Ao analisar os arts. 443 e 452-A da CLT, verificou-se que a maneira como esse contrato foi normatizado implica precarização e fere a função social do trabalho pela supressão de diversos direitos trabalhistas garantidos e efetivados pela CF/88.

O contrato de trabalho intermitente não garante ao trabalhador serviço, tampouco salário, em razão da imprevisibilidade da convocação pelo empregador.
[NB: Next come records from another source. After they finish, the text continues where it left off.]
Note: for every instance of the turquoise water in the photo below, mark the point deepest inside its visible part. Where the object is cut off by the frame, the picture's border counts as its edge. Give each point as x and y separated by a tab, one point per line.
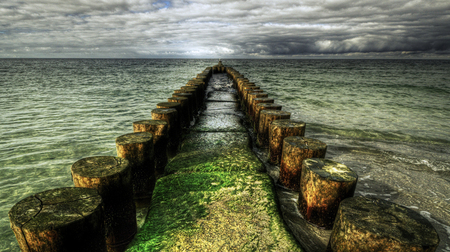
54	112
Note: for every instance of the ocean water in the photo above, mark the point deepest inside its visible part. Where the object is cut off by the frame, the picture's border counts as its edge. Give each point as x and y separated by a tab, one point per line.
389	120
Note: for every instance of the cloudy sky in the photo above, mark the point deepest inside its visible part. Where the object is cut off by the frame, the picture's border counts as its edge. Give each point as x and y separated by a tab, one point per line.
224	28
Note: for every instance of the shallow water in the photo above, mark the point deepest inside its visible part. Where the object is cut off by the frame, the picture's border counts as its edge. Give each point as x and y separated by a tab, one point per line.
383	118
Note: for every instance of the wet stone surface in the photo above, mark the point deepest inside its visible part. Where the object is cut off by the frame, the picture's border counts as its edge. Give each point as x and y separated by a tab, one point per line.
219	122
222	108
217	195
218	211
222	96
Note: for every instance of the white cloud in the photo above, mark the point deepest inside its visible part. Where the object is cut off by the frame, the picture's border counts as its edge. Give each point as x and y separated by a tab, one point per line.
139	28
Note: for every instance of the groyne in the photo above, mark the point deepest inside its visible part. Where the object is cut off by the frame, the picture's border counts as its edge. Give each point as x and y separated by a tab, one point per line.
212	192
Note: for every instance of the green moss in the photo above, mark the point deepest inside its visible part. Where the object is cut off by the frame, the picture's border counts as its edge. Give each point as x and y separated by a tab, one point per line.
214	212
214	151
211	140
230	158
219	123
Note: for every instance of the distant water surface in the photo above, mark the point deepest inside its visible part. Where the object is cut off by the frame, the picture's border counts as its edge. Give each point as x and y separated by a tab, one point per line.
377	116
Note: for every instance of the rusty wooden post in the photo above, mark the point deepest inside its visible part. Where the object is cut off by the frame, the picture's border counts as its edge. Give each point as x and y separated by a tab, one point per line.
295	150
260	107
62	219
266	118
138	149
169	115
111	177
160	132
323	185
278	131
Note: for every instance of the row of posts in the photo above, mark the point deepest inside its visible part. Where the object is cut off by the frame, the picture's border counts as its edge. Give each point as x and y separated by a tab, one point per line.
99	213
326	188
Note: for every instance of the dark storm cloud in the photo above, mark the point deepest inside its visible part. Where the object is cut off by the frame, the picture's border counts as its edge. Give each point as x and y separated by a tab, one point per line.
139	28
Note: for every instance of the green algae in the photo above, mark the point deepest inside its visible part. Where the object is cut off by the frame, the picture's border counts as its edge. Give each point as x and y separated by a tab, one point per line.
215	211
219	123
214	151
210	140
231	158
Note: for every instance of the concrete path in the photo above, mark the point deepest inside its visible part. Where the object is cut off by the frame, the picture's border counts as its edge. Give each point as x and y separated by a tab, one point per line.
217	196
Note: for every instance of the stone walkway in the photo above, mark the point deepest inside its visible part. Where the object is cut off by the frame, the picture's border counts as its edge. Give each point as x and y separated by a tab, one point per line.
218	196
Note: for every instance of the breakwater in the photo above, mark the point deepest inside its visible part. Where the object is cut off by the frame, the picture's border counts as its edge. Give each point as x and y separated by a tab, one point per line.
220	122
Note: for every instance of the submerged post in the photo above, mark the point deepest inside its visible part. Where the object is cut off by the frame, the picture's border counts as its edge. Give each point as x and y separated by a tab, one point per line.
63	219
159	130
111	176
295	150
266	118
138	149
323	185
278	131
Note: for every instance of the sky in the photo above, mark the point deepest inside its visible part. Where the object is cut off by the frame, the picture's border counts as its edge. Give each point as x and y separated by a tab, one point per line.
225	29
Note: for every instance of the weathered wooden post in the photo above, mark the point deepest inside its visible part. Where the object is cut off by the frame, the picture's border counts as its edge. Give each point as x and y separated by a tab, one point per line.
196	90
111	176
185	113
193	97
263	106
254	94
247	90
323	185
295	150
169	115
278	130
266	117
243	87
137	148
160	132
370	224
198	86
191	104
63	219
255	103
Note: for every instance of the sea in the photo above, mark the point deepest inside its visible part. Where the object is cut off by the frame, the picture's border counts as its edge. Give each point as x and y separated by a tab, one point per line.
389	120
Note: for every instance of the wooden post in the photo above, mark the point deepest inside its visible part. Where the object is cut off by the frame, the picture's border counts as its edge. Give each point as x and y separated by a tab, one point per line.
185	113
63	219
370	224
138	149
160	132
197	102
260	107
243	87
295	150
244	101
266	117
323	185
198	94
111	176
191	104
279	130
199	87
255	103
169	115
254	94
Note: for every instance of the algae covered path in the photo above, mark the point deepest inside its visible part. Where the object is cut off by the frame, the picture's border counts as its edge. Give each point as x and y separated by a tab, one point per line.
217	195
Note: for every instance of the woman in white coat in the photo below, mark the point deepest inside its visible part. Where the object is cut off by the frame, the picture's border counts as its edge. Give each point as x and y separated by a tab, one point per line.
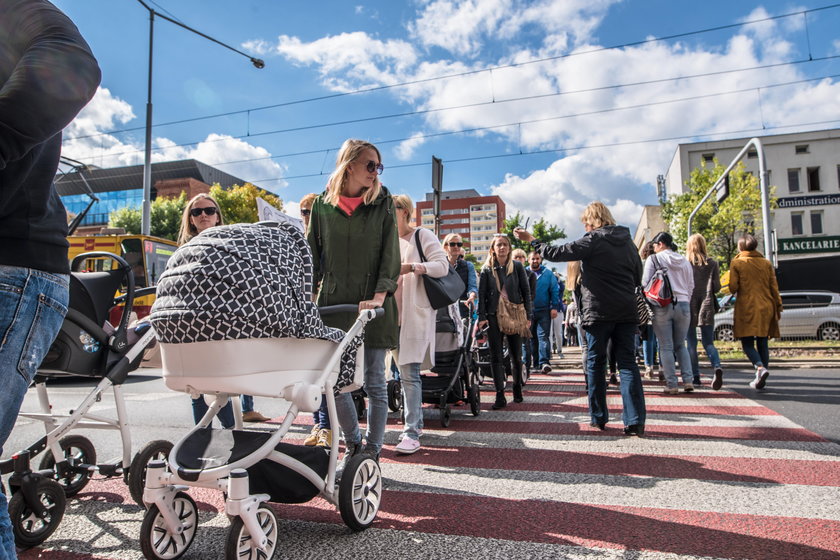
417	317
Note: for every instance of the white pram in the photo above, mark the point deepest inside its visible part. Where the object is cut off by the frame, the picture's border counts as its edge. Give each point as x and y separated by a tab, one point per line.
253	466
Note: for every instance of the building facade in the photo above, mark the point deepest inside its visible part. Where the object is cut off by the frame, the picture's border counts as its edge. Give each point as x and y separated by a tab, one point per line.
474	217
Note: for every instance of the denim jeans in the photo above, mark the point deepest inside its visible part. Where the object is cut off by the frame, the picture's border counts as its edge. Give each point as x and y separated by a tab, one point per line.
632	394
33	304
707	337
670	323
540	338
412	400
760	357
377	404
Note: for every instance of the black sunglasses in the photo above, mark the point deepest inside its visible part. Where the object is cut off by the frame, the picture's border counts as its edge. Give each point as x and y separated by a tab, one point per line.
210	211
373	166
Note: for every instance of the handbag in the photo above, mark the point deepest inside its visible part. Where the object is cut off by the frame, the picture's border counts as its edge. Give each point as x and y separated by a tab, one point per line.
511	316
442	291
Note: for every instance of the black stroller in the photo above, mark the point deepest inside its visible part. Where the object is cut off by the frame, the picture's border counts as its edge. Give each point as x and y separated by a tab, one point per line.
87	345
454	377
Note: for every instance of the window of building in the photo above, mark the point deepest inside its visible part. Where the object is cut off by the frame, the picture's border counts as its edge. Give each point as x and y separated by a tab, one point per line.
816	222
793	180
813	179
796	223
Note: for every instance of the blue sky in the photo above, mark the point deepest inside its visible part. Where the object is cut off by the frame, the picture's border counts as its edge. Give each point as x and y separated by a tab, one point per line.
587	130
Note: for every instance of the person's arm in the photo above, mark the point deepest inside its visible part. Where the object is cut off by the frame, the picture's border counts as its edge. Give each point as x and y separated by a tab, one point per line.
49	76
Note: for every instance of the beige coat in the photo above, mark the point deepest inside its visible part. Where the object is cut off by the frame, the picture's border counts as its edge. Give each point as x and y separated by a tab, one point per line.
417	317
758	304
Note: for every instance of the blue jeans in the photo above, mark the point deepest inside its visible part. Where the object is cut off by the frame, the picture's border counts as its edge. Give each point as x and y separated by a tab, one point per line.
670	323
377	404
707	337
412	400
540	338
632	394
33	304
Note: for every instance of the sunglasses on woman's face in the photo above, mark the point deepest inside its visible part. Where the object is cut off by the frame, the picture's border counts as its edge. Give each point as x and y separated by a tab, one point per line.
373	166
210	211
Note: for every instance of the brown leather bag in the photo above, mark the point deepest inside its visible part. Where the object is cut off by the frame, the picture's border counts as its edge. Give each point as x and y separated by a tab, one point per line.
511	316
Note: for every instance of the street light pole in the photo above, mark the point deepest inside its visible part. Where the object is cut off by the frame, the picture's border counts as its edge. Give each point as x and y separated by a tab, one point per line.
258	63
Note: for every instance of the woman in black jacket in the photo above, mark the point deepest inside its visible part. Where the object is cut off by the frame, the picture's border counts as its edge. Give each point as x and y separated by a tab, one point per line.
501	270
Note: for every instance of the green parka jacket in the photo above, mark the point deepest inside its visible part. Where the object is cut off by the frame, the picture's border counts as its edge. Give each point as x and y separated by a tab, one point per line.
354	257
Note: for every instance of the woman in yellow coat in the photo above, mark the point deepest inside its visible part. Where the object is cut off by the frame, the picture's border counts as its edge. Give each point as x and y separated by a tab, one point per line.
758	305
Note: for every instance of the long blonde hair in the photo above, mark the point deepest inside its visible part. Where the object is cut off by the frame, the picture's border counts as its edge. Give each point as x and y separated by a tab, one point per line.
695	250
492	261
187	230
349	152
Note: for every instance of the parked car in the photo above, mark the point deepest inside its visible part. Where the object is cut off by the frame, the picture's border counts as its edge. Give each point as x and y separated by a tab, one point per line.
805	314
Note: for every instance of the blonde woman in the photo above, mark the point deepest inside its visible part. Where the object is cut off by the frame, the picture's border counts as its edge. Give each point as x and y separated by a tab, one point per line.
611	270
501	270
201	213
703	299
356	256
417	317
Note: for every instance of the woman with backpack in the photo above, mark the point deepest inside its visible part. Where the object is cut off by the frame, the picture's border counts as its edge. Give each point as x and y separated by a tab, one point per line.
671	319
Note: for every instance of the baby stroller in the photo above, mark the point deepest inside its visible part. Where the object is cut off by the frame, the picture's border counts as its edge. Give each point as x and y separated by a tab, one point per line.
87	345
263	336
454	379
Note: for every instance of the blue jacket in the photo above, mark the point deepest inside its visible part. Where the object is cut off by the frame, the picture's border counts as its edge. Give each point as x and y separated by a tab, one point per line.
547	294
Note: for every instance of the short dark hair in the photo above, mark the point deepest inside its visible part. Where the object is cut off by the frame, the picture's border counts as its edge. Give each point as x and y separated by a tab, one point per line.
747	243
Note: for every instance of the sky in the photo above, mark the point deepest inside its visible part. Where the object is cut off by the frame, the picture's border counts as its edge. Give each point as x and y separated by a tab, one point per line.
549	104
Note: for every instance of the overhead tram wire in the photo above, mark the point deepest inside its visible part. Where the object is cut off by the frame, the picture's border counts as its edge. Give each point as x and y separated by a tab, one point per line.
477	129
488	69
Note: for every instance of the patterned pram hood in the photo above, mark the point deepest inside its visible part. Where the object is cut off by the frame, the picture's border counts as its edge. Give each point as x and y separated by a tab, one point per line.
243	281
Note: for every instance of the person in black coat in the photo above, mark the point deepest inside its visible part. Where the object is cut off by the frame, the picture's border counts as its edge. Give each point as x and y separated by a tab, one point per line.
500	269
611	271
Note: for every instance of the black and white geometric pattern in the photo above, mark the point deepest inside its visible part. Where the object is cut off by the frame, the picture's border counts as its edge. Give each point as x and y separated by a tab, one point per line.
243	281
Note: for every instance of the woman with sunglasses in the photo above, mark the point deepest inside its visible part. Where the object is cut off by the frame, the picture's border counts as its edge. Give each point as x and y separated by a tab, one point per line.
201	213
356	256
501	270
453	245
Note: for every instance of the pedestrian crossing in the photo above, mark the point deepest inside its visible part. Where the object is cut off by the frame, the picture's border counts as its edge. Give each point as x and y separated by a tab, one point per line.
716	475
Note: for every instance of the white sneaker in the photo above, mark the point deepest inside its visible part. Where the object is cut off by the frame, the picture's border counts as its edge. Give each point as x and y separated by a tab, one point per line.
407	446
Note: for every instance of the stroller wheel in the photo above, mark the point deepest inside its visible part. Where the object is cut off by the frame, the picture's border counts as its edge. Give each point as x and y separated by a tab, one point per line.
157	542
394	395
158	449
240	545
360	492
78	450
30	529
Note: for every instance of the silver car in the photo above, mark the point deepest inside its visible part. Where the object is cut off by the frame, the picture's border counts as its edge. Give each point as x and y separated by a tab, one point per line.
805	314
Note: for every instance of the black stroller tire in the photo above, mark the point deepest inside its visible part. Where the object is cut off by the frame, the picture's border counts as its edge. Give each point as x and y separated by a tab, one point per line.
238	544
360	492
155	540
157	449
30	530
79	450
394	395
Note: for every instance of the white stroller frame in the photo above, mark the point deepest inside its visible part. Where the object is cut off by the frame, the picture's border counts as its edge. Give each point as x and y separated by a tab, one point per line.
205	367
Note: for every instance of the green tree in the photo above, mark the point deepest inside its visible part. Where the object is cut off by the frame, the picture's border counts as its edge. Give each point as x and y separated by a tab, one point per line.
722	223
239	203
542	230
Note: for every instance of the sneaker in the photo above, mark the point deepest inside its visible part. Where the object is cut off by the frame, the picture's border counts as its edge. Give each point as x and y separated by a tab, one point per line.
254	416
312	438
761	375
407	446
325	438
717	382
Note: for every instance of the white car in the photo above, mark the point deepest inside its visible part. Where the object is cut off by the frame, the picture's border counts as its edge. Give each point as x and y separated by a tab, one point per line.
805	314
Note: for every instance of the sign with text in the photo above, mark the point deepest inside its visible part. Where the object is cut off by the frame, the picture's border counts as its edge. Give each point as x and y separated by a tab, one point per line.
829	244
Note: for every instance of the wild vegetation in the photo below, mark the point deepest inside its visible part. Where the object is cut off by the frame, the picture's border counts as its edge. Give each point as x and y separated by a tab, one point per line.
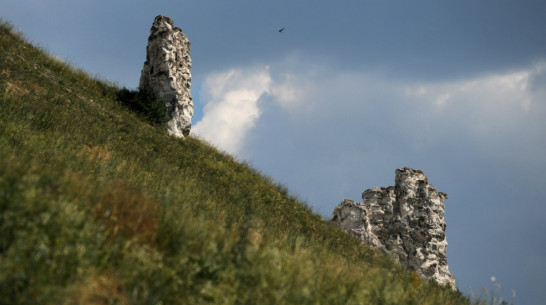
98	206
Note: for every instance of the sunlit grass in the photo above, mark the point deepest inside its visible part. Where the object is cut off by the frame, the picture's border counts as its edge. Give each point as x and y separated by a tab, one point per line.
98	206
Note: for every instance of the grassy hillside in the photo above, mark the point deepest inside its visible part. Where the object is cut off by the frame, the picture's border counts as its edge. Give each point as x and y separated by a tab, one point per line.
98	206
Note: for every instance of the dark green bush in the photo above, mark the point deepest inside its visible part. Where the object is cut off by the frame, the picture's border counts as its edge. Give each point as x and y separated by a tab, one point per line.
144	103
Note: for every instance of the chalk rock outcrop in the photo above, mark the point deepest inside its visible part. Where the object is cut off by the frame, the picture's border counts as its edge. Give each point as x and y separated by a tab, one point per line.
167	73
407	221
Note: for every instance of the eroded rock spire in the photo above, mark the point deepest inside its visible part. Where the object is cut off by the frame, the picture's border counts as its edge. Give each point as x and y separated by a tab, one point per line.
405	220
167	73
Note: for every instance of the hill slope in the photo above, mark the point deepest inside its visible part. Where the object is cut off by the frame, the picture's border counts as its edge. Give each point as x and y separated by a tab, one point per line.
99	207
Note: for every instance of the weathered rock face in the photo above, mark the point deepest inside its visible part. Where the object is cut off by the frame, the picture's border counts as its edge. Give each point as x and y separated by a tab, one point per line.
406	221
167	73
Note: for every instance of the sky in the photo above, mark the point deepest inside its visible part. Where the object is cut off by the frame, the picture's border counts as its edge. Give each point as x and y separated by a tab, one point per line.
350	91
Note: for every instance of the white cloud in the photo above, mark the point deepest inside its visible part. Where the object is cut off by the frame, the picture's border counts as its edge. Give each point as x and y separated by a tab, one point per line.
366	113
232	106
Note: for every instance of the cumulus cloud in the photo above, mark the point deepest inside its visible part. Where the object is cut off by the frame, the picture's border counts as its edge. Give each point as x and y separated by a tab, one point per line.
346	109
232	108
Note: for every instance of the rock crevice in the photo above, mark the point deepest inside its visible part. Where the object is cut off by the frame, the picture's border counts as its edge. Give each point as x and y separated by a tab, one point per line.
405	220
167	73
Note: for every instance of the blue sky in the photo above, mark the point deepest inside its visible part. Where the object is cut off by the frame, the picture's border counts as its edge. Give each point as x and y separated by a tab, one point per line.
350	91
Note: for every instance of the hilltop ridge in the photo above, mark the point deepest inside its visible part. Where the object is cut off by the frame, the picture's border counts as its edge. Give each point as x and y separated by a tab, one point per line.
98	206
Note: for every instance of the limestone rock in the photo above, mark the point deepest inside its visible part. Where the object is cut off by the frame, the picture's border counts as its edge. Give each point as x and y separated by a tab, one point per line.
167	73
407	221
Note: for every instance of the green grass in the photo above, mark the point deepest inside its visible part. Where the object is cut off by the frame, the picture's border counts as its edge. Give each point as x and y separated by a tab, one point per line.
97	206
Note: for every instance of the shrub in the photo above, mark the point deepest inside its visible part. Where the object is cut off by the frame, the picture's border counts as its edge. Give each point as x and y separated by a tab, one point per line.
144	103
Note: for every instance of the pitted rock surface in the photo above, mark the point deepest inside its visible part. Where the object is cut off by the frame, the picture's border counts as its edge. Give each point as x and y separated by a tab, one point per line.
167	73
405	220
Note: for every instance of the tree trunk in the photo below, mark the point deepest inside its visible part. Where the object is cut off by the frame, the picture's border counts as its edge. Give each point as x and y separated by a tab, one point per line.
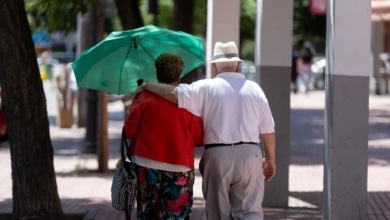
183	15
129	14
24	104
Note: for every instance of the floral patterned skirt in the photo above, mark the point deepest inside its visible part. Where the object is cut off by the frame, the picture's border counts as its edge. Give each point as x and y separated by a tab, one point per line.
164	194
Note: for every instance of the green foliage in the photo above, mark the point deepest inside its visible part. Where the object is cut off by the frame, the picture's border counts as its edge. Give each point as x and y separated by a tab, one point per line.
56	14
247	28
200	18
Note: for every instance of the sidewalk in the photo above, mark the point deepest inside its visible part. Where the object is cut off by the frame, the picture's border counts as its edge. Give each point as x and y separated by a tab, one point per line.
81	191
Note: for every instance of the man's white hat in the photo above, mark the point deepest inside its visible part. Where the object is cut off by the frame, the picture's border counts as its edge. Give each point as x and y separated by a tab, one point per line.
225	52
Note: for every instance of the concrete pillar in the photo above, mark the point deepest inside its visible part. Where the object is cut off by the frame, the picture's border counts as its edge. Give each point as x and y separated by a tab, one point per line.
223	24
377	44
273	53
346	112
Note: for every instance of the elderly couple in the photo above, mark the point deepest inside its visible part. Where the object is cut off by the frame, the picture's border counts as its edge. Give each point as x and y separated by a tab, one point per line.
227	115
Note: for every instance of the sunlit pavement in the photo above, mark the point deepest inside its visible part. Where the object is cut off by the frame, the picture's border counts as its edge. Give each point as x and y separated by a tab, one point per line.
80	189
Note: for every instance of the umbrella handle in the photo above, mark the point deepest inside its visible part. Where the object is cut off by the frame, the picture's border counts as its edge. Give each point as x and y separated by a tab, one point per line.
140	81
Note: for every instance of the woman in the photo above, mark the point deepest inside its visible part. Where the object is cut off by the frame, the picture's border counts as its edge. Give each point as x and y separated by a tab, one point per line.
163	140
305	60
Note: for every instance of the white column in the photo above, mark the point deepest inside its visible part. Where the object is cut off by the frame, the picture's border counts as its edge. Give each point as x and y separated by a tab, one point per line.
346	113
223	24
273	73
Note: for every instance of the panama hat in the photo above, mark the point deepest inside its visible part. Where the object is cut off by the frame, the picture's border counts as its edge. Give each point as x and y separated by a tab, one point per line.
225	52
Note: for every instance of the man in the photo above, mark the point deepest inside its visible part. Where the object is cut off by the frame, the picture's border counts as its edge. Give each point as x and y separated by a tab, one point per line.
235	113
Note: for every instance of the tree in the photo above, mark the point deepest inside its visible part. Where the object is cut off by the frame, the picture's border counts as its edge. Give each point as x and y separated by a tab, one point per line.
129	14
24	104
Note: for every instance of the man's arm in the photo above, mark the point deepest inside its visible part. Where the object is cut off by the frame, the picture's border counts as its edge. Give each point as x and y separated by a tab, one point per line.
269	166
166	91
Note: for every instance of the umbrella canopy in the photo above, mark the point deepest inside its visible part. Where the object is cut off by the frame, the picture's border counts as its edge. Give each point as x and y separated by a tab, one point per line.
116	63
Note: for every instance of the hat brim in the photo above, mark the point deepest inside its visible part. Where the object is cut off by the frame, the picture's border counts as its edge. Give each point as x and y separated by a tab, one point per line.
221	60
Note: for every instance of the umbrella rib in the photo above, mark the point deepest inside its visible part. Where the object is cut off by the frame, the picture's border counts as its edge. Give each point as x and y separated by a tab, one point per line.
134	44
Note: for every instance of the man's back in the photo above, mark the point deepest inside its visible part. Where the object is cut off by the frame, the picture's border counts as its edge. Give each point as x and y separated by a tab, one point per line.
231	108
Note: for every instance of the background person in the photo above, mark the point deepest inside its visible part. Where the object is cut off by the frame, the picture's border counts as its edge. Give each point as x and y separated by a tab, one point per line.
235	113
305	60
163	139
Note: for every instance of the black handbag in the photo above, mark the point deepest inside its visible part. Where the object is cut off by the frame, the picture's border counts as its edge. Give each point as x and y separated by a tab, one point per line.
124	183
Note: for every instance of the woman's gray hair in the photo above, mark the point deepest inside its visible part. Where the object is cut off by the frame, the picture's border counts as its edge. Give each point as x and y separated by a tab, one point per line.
227	66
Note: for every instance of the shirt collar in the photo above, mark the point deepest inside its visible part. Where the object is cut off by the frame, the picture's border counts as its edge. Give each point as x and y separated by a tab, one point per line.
231	75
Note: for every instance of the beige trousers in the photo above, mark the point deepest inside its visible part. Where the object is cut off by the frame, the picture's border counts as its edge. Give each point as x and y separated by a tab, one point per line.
233	183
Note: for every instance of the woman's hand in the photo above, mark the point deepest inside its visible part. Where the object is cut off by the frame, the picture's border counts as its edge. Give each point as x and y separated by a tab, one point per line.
269	169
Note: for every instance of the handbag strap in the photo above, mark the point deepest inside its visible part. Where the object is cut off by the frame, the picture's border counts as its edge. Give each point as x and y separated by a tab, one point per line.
125	148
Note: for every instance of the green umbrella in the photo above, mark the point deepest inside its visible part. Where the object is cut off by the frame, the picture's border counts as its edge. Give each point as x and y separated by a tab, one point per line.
116	63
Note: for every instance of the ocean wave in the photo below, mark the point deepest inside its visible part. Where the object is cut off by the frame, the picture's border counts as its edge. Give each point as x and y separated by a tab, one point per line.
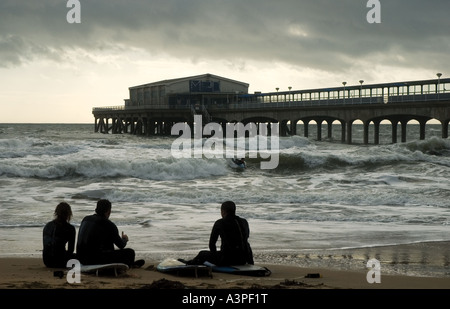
20	148
160	169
Além disso, no tocante às férias, o trabalhador não terá remuneração e o acréscimo de 1/3 à época do seu gozo, pois já o terá recebido proporcionalmente ao término da prestação de cada serviço, contrariando a CF/88.

Na nova modalidade de labor o trabalhador intermitente assumirá em parte o risco da atividade empresária pois ele só trabalhará se houver demanda, o que afronta o art. 2º da CLT que atribui ao empregador o princípio da alteridade.

Da forma em que foi normatizado o contrato de trabalho intermitente, verificou-se que não foram resguardados os princípios norteadores do Direito do Trabalho, tais como o princípio da proteção, o da função social do trabalho, o da continuidade da relação de emprego, o da condição mais favorável ao trabalhador, dentre outros, demonstrando ser uma forma contratual precária que carece de revisão e adequação aos preceitos basilares juslaborais e constitucionais.

É preciso incrementar o debate sobre esse novo contrato, aperfeiçoar o texto legal a seu respeito, inclusive aprendendo com o direito de outros países que garantem um valor mínimo ao obreiro enquanto espera ser chamado e garantir a manutenção dos direitos fundamentais sociais dos obreiros, de modo que o contrato intermitente possa melhorar a empregabilidade e trazer mais trabalhadores para o manto protetivo juslaboral.

Neste contexto, é importante reiterar que é preciso aperfeiçoar o texto legal à luz dos direitos fundamentais sociais elencados na Constituição Federal, bem como dos princípios do valor social do trabalho e da proteção, garantindo ao empregado intermitente os direitos trabalhistas essenciais, a exemplo de jornada mínima de trabalho, compensação pecuniária em caso de inatividade, férias remuneradas com o acréscimo de 1/3 e estabilidade nos casos legais para que o contrato de trabalho intermitente realmente cumpra a sua função social à luz da dignidade da pessoa humana e seja capaz de proporcionar melhores condições de vida ao trabalhador.

Palavras-chave: Trabalho intermitente. Crítica. Precarização. Função social do trabalho.